Any time you get health-care attorneys and government officials in the same room, you’re guaranteed a spirited and informative discussion, and that was certainly the case at this week’s HCCA Healthcare Enforcement Compliance Institute in Washington.

Things kicked off Monday morning with a presentation from the CMS’s Jerry Mulcahy on Medicare Part C and Part D enforcement efforts. Mulcahy stressed the need for plan sponsors to do their own mock audits and be prepared for future government audits. He also said there’s no such thing as ”too big to fail” when it comes to enforcement, noting that the CMS will sanction plan sponsors when warranted, regardless of their size.

HHS OIG’s Robert DeConti reviewed some fraud and abuse trends. DeConti said the agency is seeing a lot more fraud schemes involving highly reimbursable noncontrolled drugs, which can include over-the-counter medications for high blood pressure, diabetes and infections. DeConti also said Medicare Part C fraud trends are closely tracking those observed in Medicare Part B, with similar schemes popping up in both programs.

The conference featured a slew of health-care attorneys, including Waller Lansden’s J.D. Thomas, who talked about the tension between the Stark law and new Medicare payment models. Thomas said the alternate payment models call for closer integration among providers, which in turn runs up against the Stark law.

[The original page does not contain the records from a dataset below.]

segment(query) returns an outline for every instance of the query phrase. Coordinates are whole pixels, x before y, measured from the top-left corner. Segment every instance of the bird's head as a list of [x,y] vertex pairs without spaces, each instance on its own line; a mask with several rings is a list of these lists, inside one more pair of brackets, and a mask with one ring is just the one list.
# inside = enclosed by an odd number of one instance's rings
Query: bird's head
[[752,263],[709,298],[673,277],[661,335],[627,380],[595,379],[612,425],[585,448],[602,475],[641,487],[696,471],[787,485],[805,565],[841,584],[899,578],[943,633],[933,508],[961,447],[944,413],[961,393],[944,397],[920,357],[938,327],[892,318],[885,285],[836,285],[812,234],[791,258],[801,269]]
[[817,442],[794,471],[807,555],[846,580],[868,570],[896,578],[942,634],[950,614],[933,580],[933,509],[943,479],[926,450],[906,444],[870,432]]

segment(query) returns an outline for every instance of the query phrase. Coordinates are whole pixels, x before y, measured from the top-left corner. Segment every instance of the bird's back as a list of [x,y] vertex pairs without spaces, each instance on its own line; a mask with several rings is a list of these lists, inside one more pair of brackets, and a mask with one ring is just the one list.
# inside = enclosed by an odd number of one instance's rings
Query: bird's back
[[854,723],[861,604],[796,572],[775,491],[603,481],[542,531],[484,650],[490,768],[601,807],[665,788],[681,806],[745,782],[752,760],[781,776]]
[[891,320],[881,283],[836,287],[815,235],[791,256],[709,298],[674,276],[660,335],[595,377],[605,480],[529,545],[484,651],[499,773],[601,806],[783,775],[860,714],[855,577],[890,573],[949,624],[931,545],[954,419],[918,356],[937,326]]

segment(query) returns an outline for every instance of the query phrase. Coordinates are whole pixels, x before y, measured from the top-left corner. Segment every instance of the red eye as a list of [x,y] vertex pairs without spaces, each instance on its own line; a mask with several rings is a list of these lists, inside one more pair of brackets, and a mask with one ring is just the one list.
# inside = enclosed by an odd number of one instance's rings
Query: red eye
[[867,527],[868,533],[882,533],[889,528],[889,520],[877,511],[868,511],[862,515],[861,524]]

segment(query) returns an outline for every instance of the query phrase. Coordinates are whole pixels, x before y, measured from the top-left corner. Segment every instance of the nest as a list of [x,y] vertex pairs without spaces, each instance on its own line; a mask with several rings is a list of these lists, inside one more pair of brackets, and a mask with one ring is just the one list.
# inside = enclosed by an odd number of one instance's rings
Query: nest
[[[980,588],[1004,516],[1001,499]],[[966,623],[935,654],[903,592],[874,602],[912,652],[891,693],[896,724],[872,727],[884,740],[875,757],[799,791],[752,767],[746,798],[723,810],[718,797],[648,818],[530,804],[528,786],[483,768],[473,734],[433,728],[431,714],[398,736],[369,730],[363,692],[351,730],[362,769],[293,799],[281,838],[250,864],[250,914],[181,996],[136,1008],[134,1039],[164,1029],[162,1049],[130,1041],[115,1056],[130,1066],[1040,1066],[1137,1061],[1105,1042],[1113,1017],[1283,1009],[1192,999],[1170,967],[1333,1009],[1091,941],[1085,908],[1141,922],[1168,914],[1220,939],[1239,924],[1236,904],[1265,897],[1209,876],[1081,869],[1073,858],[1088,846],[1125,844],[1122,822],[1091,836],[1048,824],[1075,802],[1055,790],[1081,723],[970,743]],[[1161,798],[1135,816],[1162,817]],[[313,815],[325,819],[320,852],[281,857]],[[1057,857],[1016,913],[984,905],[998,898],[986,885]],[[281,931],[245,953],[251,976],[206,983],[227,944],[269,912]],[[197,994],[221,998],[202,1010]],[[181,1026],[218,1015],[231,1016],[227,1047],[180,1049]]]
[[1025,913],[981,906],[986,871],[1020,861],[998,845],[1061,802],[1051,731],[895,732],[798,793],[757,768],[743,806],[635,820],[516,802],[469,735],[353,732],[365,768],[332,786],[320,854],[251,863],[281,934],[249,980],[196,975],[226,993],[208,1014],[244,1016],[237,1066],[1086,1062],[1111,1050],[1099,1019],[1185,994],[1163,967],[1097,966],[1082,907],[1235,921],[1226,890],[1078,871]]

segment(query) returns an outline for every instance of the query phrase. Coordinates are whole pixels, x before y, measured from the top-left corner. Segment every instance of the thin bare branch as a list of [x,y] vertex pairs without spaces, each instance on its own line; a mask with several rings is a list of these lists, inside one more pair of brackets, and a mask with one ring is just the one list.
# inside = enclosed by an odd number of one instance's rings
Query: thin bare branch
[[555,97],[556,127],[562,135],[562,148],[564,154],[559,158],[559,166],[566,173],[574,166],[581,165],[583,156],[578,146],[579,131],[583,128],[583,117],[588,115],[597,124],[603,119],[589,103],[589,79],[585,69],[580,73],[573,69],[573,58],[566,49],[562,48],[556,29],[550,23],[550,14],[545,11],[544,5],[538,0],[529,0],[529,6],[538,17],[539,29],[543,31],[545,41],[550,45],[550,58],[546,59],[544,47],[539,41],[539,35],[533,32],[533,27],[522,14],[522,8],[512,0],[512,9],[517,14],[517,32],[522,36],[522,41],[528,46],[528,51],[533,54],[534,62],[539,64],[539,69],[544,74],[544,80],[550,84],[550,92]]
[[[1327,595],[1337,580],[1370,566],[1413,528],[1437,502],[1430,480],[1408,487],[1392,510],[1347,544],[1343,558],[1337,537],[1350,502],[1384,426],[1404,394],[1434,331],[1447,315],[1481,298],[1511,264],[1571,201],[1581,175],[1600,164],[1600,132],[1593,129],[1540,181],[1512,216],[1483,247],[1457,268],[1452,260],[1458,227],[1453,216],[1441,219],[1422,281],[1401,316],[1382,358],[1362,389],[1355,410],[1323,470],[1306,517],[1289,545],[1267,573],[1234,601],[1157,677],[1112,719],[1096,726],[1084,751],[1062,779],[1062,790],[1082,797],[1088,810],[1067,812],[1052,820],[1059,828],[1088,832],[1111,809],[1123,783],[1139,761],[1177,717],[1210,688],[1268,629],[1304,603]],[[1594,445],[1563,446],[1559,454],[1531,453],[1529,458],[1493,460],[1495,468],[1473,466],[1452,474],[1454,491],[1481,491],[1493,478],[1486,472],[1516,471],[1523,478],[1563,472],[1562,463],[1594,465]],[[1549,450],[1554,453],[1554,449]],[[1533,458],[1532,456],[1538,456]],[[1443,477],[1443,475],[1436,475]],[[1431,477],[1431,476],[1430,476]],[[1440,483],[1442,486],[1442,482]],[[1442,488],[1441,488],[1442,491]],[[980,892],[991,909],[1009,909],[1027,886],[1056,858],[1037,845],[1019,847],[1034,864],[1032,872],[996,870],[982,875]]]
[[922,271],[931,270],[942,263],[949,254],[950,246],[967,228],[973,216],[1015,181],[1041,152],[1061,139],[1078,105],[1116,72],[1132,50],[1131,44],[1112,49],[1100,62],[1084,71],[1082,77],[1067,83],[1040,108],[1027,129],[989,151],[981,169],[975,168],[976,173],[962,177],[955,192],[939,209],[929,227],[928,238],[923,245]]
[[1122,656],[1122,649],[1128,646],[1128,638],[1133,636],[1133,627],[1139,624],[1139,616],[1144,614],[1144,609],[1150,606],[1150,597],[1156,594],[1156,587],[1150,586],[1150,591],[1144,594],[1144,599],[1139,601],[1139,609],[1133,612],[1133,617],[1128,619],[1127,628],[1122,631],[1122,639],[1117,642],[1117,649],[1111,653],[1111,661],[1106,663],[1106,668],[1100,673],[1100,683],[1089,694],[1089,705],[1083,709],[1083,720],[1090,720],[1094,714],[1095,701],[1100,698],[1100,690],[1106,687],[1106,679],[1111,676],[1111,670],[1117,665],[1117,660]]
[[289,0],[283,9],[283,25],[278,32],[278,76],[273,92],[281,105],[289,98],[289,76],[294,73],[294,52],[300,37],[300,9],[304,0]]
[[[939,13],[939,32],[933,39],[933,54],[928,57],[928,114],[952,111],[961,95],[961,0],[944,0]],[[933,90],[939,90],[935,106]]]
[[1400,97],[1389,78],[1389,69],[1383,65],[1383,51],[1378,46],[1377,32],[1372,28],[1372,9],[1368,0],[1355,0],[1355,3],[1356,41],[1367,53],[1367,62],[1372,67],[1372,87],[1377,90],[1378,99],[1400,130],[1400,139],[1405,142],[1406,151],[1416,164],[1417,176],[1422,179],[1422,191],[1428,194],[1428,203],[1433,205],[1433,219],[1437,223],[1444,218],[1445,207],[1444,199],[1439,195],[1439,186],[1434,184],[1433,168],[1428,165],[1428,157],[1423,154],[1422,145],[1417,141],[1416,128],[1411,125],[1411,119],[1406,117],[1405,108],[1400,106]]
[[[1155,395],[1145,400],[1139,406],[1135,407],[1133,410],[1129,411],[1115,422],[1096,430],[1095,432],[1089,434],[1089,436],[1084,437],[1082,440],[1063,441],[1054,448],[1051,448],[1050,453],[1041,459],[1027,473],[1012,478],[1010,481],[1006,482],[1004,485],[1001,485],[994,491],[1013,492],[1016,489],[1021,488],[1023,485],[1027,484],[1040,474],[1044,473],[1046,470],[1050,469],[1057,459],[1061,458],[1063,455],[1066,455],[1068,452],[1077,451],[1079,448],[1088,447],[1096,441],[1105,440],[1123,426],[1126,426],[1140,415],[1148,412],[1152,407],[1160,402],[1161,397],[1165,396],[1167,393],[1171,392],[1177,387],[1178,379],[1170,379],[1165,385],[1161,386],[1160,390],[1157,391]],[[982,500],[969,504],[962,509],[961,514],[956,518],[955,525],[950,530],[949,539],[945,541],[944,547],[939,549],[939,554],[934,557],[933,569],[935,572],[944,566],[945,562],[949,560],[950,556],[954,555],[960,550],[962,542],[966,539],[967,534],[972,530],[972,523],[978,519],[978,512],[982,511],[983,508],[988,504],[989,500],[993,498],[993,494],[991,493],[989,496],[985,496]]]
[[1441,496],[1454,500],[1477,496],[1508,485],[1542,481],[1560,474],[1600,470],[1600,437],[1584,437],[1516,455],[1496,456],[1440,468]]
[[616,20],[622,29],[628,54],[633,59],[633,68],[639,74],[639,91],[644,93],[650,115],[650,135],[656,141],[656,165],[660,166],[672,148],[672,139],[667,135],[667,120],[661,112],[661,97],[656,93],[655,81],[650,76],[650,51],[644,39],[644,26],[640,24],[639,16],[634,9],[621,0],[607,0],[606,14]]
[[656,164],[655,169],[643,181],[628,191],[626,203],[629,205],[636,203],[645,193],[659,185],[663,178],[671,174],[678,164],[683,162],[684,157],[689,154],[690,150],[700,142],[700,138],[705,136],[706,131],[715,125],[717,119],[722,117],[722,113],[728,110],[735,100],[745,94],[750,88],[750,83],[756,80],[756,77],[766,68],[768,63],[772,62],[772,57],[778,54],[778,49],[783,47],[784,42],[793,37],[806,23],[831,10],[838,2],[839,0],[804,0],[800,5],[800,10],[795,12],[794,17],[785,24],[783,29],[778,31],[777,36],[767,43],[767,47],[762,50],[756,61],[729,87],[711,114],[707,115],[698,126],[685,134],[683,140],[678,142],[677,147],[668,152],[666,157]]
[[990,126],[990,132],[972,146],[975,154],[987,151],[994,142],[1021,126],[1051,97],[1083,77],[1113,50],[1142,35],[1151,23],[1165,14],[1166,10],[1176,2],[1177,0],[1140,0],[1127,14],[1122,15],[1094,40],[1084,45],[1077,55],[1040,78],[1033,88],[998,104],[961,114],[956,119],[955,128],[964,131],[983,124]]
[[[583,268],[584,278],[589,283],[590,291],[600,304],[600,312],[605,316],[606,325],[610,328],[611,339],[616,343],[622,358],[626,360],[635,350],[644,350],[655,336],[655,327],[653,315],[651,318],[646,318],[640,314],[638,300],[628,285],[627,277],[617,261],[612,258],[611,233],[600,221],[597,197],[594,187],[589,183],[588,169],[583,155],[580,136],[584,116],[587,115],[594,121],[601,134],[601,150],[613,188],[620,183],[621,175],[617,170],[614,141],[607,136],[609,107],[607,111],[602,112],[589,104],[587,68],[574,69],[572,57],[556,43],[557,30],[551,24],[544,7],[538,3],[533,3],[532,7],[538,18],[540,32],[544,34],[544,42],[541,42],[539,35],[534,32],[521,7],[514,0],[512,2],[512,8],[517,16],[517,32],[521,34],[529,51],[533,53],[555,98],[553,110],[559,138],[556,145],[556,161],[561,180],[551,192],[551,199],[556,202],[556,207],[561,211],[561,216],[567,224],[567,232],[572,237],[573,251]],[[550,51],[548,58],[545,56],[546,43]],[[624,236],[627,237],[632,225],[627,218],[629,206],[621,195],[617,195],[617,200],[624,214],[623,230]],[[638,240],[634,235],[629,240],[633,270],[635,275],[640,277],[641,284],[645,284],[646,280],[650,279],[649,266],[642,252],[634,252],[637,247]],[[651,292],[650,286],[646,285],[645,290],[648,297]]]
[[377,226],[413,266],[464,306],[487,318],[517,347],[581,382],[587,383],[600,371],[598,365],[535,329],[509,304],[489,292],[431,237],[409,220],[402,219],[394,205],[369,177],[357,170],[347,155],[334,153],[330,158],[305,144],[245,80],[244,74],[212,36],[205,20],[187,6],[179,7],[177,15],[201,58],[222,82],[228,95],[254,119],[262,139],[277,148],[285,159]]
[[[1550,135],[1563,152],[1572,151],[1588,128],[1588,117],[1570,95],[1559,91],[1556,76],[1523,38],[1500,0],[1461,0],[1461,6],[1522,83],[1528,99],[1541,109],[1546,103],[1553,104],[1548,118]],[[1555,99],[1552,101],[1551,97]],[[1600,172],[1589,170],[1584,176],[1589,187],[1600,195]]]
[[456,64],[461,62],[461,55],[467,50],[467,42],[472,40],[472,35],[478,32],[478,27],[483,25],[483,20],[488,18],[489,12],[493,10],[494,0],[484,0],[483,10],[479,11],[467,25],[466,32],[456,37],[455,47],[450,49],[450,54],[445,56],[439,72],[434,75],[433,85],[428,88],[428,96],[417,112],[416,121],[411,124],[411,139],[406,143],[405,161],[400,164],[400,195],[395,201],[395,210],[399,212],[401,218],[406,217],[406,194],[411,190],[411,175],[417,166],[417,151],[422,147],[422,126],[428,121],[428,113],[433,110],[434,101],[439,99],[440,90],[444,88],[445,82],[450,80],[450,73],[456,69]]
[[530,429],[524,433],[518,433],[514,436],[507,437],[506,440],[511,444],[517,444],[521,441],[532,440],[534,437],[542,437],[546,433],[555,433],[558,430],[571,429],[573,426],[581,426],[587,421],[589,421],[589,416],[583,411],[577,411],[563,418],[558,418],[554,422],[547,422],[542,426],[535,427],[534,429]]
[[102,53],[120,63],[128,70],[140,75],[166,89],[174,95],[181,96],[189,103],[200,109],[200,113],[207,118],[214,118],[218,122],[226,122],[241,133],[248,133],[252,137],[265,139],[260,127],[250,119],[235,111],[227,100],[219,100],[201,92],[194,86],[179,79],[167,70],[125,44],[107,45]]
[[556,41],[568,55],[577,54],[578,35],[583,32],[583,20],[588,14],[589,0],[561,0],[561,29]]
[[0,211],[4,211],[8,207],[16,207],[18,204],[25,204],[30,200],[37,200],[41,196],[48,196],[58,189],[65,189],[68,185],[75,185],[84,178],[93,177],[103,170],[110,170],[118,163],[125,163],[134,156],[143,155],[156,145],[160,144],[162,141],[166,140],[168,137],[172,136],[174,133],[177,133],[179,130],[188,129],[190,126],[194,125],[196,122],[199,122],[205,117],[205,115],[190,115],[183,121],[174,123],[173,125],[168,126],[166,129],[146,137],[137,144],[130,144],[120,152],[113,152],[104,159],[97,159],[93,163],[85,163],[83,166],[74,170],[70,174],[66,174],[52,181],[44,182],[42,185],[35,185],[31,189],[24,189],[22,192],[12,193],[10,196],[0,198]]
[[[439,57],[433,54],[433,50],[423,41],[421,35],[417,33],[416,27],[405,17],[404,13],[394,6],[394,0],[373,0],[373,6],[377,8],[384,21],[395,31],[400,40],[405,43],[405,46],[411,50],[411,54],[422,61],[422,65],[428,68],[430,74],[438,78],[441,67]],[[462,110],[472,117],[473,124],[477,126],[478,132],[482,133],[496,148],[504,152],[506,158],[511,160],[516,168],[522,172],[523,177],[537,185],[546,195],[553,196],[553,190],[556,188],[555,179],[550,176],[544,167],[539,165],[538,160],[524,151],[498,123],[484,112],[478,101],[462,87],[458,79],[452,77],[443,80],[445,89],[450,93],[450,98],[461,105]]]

To avoid Stark problems, Thomas recommended that providers put a detailed audit trail in place for all of their payment arrangements, and make any amendments or modifications in writing. Thomas also stressed the importance of transparency and said providers should publicly disclose their arrangement on their websites.

The Senate Finance Committee this year has talked about making changes to the Stark law, and Thomas said the drumbeat for change has been growing. A complete repeal of Stark is unlikely, but Thomas said there could be an expansion of Stark waivers for accountable care organizations.